I made sure that my husband and I had plans for the one-year anti-versary. I knew that being alone would be hard. So he took the day off work and the two of us spent the day Christmas shopping. We had a nice, long lunch and though we were both aware of the date, we didn't talk too much about it. Instead, we enjoyed knowing how different things were from the year earlier. We did the same thing on the two-year anti-versary. This year, I haven't quite decided what to do.
This notion, however, of "reclaiming" the date is an important one. It's a way of taking back emotional power and, rather than having the calendar define how you feel, creating circumstances that encourage you too feel safe, positive and healthy.
Those who ignore the date tend to find themselves blind-sided by negative emotions. Those who determine what they need to get through the date often report that it wasn't as bad as they'd thought.
Figure out what you need to do. And please share your coping strategy here.

Friday, December 4, 2009

What to Do With The Wedding Ring...

I posted awhile back on my wedding ring. I took mine off shortly after learning of my husband's infidelity...and it remains in my jewellery box.
Another blogger, the fabulous Tabatha, linked to my post and blogged about her own conflicted feelings regarding her ring. Her words were so heartfelt and she so beautifully summed up the feelings of so many betrayed wives that, with her permission, I've copied them here:

But that ring ... it's like it burns when I put it on. It's almost as if it belongs to someone else, like I'm borrowing it to play dress-up, or more that I found it and no one's laying claim to it so I might as well keep it. It's the ring of a girl who had everything she wanted, who got her fairytale romance and wedding and family is now living in a modest castle somewhere in HappilyEverAfterVille, just north ofNeverNeverLand. It's the ring of a girl who believed in a lot of things, however naively, and just knew in her heart that this was the way things were supposed to be. It's a ring of hope and promise and trust and vindication and love and respect and ...

And a lot of things my marriage didn't end up being or containing.

I hope Tabatha is able to come to terms with her feelings about her ring and make a decision that feels right for her. Please...let me know how you felt about your wedding ring in the wake of D-Day. Symbol of love?

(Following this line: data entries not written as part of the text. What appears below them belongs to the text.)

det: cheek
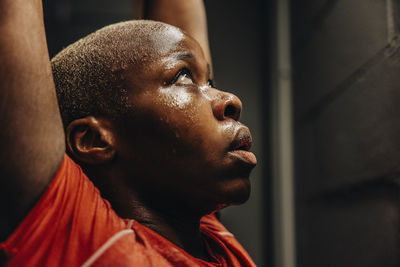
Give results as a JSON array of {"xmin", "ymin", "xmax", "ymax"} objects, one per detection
[{"xmin": 160, "ymin": 86, "xmax": 194, "ymax": 110}]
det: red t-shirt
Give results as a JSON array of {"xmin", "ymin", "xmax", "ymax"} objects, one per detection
[{"xmin": 0, "ymin": 156, "xmax": 255, "ymax": 267}]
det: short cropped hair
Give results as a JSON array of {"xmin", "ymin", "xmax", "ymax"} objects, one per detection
[{"xmin": 51, "ymin": 20, "xmax": 166, "ymax": 128}]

Or reminder of pain...

Wednesday, December 2, 2009

That Ain't Mommy Kissing Santa!: Spy Gadgets to Stuff His Stocking...

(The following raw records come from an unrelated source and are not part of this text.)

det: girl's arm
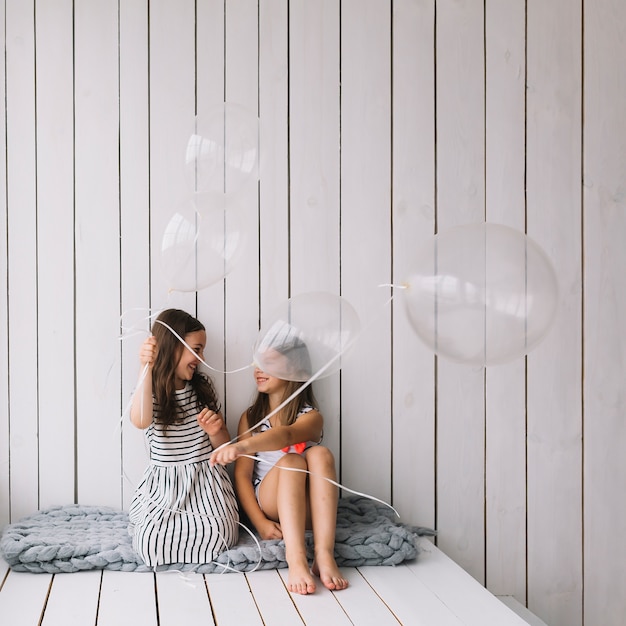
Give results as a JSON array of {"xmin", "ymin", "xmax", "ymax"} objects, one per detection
[
  {"xmin": 211, "ymin": 410, "xmax": 324, "ymax": 465},
  {"xmin": 130, "ymin": 337, "xmax": 158, "ymax": 429},
  {"xmin": 198, "ymin": 408, "xmax": 230, "ymax": 448},
  {"xmin": 235, "ymin": 413, "xmax": 283, "ymax": 539}
]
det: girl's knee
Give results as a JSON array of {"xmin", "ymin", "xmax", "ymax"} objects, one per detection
[
  {"xmin": 306, "ymin": 446, "xmax": 335, "ymax": 467},
  {"xmin": 277, "ymin": 452, "xmax": 307, "ymax": 469}
]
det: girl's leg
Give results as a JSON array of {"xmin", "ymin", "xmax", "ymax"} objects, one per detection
[
  {"xmin": 259, "ymin": 454, "xmax": 315, "ymax": 594},
  {"xmin": 306, "ymin": 446, "xmax": 348, "ymax": 591}
]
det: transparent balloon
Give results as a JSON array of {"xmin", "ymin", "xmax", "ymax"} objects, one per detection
[
  {"xmin": 185, "ymin": 102, "xmax": 259, "ymax": 193},
  {"xmin": 402, "ymin": 223, "xmax": 558, "ymax": 365},
  {"xmin": 161, "ymin": 193, "xmax": 247, "ymax": 291},
  {"xmin": 253, "ymin": 292, "xmax": 361, "ymax": 381}
]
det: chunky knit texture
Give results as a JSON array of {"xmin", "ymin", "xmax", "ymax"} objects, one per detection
[{"xmin": 0, "ymin": 496, "xmax": 434, "ymax": 574}]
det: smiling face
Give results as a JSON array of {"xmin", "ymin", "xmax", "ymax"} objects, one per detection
[
  {"xmin": 254, "ymin": 367, "xmax": 287, "ymax": 396},
  {"xmin": 174, "ymin": 330, "xmax": 206, "ymax": 389}
]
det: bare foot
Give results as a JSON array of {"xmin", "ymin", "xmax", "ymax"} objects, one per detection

Though I was so clueless I never imagined my husband was cheating, there are plenty BWC members who caught their men red-handed, thanks to technology: keyloggers, voice-activated recorders, GPS devices...
So while I'm no expert on spy tech, fortunately others are. Check out this round-up of the best tech available.
Cheaters beware.

Oh No...He Wouldn't. Wood he??

More details about Tiger Wood's alleged affairs.


Tuesday, December 1, 2009

Is Tiger chasing tail? When even good guys cheat...

Things are not looking good for Tiger Woods. Following his bizarre car accident, bloody lip, and alleged mistress(es), he's awfully silent. And, as far too many betrayed wives know, "no comment" is entirely too clear a comment.
I'm not yet branding Tiger an adulterer. And I hope, for his family's sake, the allegations are false. Unfortunately, experience has revealed too often that smoke means fire. And a smokescreen can't hide guilt forever.
Still, my rose-colored glasses lose a little lustre when yet another "good guy" falls. Though I know – ohhhhh, how I know!!!! – that being a "good guy" doesn't ensure good behavior in all (ahem) circumstances, I'd still like to believe in some pure goodness. And yes, I'm aware how incredibly naive that sounds.
The days that follow will undoubtedly reveal more...or at least a lot more speculation. In the meantime, my heart goes out to Tiger's wife Elin. If there's anything more humiliating than discovering your husband's affair, it's discovering that the National Enquirer actually knew the truth before you did.